“You don’t want to know,” he says, his voice hard.
“I should know if I’m going to help her.”
“I’m not sure there’s any help for someone who’s been through that.”
That almost makes me laugh. Maybe if the ice were a little thinner, I would have. But every second that Damon is away from me, the ice hardens. Every time he pushes me away it gets thicker.
It should be a relief that he doesn’t seem to be claiming the debt. That he’s giving me time to heal. But he’s the only person who really understands what I’ve been through. Because he went through his own hell, with the very same devil.
“Are you speaking from experience?” Avery says, her innocence heartbreaking.
“I saw a lot of fucked-up shit at the whorehouse growing up. Women raped, hurt. Beaten until they weren’t recognizable. And still I never saw anything like this.”
She makes a sound of sympathy. For me. For him. “I’m sorry.”
“Don’t apologize, little virgin. I could have freed you. Never forget that. I could have paid a million dollars and then walked away, never fucking that pretty little cunt.” A pause, as if to let the words set in. “He fucked her. And then he drowned her.”
A sharp breath. “How did she—”
“Survive? She left a trail of breadcrumbs for him to find. He didn’t know if he’d make it in time. He had no idea if he’d find a dead body at the bottom of the pool.”
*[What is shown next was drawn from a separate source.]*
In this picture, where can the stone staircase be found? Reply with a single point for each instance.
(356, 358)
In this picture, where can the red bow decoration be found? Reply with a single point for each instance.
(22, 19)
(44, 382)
Didn’t he? Like that day on the river I don’t quite remember being pulled from the pool. I don’t remember much of last night except the hard currents, the sharp rocks. The metallic taste of blood in the water. That must have been horrible for Damon, but it’s hard to feel sympathy.
Hard to feel anything at all.
“Thank God he didn’t.” Avery sounds painfully earnest.
“What Jonathan Scott did to her… Most people would rather have died.”
I know I should feel something about that. Shame, probably.
But all I keep thinking is, what if I did die last night? What if the only parts of me worth saving sank to the bottom of that cold pool? I can be dressed up and fed like a doll, but I’m not a person. I can walk around, my body controlled by the people around me.
What makes me human? What makes me want to be human?
It seems like a horrible thing to be, so weak and unwilling.
Chapter Fifteen
Avery tucks me in at night, murmuring things about Gabriel’s huge house.
“It’s very comfortable,” she assures me. “And very safe.”
That last part seems to be the sticking point. Not only because of the threat of Jonathan Scott looming over us all. There must be something less than shiny, something not quite gilded in her past. Because she keeps glancing at the walls, as if something terrifying might jump out of the plaster.
She leaves the bathroom light on for me, the door cracked open an inch.
Then she closes the door, probably going to sleep with Gabriel. She doesn’t say, but I saw the way he looked at her. The way she looked at him. The lion to the gazelle. Only this gazelle wants to be eaten.
I hear the footsteps first. My heart is a muscle overworked in the last twenty-four hours, already sore and weak from beating so fast. Now it strains against my ribs, making weak protest.
The doorknob turns, a polished silver handle reflecting the light.
Most likely it’s Avery checking on me.
Possibly it’s someone out of my nightmares.
Damon Scott slips into the room, as casual as if he were visiting for tea. He’s still wearing his shirt and vest. Only his shoes are missing, the sole nod to being in his own home. I suppose that counts for casual with him, those black socks on the plush carpet.
He enters the way I imagine he’d visit a lover. A woman in lace lingerie should be waiting for him, not a broken girl in an oversize T-shirt.
He sits on the edge of the bed, his expression unreadable. “Hello, Penny.”
Such a mundane greeting.
I want to do something drastic in response. To scream or tear out my hair. Something to show the utter chaos inside me. He must see it. He must feel it, having that monster for a father.
Screaming would require feeling something. I would rather not feel, so I say nothing.
That earns me a small smile. “You’ve been holding up well.”
An iceberg holds up well, floating like a massive rock. Congratulations, I tell myself with bitter appreciation. I’m a natural phenomenon. And where I’m made from ice, he’s a flame.
Even from two feet away I can feel him burn.
“Would you like to stay at Gabriel’s house?”
As if it’s a vacation, meant to be enjoyed.
As if I have a choice.
“Why?” I whisper. Why are you here?
He raises one eyebrow, pretending not to understand. “Avery’s a nice girl.”